Le phénomène du vol à l’arraché prend une ampleur préoccupante dans la capitale guinéenne. À Conakry, de nombreux citoyens dénoncent une insécurité grandissante dans plusieurs carrefours, où des individus, souvent à moto, s’en prennent aux passants pour leur arracher téléphones, sacs ou autres objets de valeur.
Interrogé, Mohamed Kamara, citoyen résident à Conakry, exprime sa profonde inquiétude : « C’est vraiment déplorable, parce que ça a plusieurs conséquences. Non seulement les citoyens perdent leurs objets, mais certains sont blessés, et cela peut même conduire à la mort. »

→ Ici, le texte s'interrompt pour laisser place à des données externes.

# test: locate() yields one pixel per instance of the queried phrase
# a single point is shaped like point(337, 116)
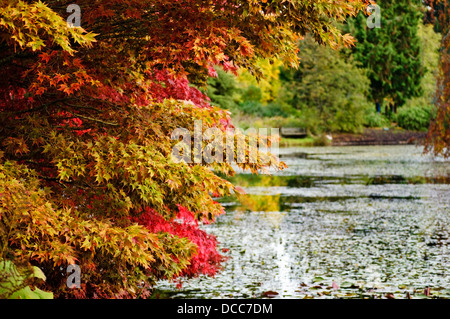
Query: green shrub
point(374, 119)
point(259, 109)
point(415, 118)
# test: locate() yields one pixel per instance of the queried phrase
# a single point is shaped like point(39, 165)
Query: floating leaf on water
point(318, 279)
point(335, 285)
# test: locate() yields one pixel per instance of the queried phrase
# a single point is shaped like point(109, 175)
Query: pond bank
point(379, 136)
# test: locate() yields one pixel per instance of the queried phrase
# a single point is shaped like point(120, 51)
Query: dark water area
point(339, 222)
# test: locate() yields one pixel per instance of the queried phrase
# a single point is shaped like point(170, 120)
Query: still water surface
point(375, 220)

Pour lui, la lutte contre ce phénomène doit être menée sur plusieurs fronts :« Il faut renforcer la présence policière, de jour comme de nuit, afin que les citoyens se sentent un peu en sécurité. Mais il faut aussi s’attaquer aux causes profondes, notamment le chômage des jeunes. Créer de l’emploi, c’est éloigner beaucoup d’entre eux de la délinquance. »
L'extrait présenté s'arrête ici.